Historische beschouwing eerste debatten bewindspersonen 

Begin juli trad het nieuwe kabinet-Schoof aan. Tijdens zijn eerste grote debat over de regeringsverklaring stond de kersverse minister-president niet alleen tegenover een felle oppositie, maar leek ook zijn coalitie niet volledig aan zijn zijde te staan. Dit maakte het eerste debat van Dick Schoof historisch zwaar. Als leider van een extraparlementair kabinet zonder duidelijke politieke kleur, werd meteen duidelijk wat dat inhield: Schoof stond er alleen voor.
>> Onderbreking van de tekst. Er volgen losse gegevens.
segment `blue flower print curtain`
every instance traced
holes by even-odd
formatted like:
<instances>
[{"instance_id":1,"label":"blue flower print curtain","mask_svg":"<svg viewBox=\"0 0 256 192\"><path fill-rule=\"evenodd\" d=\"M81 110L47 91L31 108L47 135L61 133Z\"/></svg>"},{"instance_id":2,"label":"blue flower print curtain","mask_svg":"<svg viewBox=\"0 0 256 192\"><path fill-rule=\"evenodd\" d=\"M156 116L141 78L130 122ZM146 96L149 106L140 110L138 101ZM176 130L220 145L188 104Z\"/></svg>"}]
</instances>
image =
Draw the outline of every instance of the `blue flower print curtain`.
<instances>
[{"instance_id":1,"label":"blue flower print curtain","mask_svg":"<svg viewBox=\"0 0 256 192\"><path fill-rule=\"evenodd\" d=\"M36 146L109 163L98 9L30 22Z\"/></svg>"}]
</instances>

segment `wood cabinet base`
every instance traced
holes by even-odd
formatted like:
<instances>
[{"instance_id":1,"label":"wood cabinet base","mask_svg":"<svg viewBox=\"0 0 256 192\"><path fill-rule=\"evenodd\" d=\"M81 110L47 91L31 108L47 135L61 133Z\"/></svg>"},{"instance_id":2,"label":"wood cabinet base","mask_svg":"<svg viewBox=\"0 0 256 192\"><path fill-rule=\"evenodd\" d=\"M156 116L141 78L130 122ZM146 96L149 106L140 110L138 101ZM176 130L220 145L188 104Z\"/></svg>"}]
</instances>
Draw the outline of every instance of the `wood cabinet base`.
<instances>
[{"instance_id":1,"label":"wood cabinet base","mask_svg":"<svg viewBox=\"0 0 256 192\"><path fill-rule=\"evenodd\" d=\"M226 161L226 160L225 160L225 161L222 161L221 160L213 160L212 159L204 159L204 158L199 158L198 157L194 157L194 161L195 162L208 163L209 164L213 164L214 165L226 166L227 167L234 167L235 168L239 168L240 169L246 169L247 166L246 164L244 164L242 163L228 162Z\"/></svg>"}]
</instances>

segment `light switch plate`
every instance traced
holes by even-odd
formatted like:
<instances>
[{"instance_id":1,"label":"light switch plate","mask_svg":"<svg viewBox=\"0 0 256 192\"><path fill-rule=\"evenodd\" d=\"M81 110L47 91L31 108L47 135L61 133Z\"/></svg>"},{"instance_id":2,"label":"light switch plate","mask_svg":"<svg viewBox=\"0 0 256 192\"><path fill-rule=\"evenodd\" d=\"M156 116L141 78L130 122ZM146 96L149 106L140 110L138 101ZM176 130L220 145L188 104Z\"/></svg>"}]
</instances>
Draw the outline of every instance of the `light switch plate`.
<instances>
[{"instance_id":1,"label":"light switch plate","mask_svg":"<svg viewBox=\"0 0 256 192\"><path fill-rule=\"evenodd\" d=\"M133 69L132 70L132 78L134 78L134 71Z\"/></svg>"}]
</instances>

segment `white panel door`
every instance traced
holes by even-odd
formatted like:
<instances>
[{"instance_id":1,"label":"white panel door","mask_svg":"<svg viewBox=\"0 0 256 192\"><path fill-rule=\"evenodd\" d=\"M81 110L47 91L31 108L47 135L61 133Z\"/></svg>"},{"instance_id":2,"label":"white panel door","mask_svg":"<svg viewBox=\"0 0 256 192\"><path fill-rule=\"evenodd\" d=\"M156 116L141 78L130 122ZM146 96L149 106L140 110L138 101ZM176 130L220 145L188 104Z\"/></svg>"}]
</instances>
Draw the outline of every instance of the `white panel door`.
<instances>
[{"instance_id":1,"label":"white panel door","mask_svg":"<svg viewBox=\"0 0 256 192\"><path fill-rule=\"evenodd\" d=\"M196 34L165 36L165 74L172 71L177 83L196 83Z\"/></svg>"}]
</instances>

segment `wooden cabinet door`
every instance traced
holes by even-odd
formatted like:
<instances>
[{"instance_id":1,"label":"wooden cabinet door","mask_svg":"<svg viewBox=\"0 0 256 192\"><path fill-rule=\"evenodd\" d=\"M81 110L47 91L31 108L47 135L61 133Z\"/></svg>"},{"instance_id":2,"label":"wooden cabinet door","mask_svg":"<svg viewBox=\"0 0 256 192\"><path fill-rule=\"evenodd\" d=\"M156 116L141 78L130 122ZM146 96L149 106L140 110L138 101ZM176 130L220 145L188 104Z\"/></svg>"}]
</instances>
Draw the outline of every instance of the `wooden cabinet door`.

Tot overmaat van ramp moesten zelfs de oppositiepartijen ChristenUnie en CDA het voor de zichtbaar gespannen premier opnemen. 

Terwijl Schoof in de plenaire zaal van de Tweede Kamer worstelde om zich staande te houden, vond in een nabijgelegen commissiezaal het debat over de dreigende mestcrisis plaats met minister Femke Wiersma, die slechts twee dagen eerder was geïnstalleerd als minister van Landbouw, Visserij, Voedselzekerheid en Natuur. Hoewel partijgenoot Caroline van der Plas aanvankelijk probeerde het debat uit te stellen, onder het mom van op te komen voor haar mensen, ging het na kritiek vanuit de oppositie toch door, zij het een dag later dan gepland. Wiersma, die nauwelijks tijd had om zich voor te bereiden, benadrukte meerdere keren dat haar plannen de komende tijd verder uitgewerkt zouden moeten worden. 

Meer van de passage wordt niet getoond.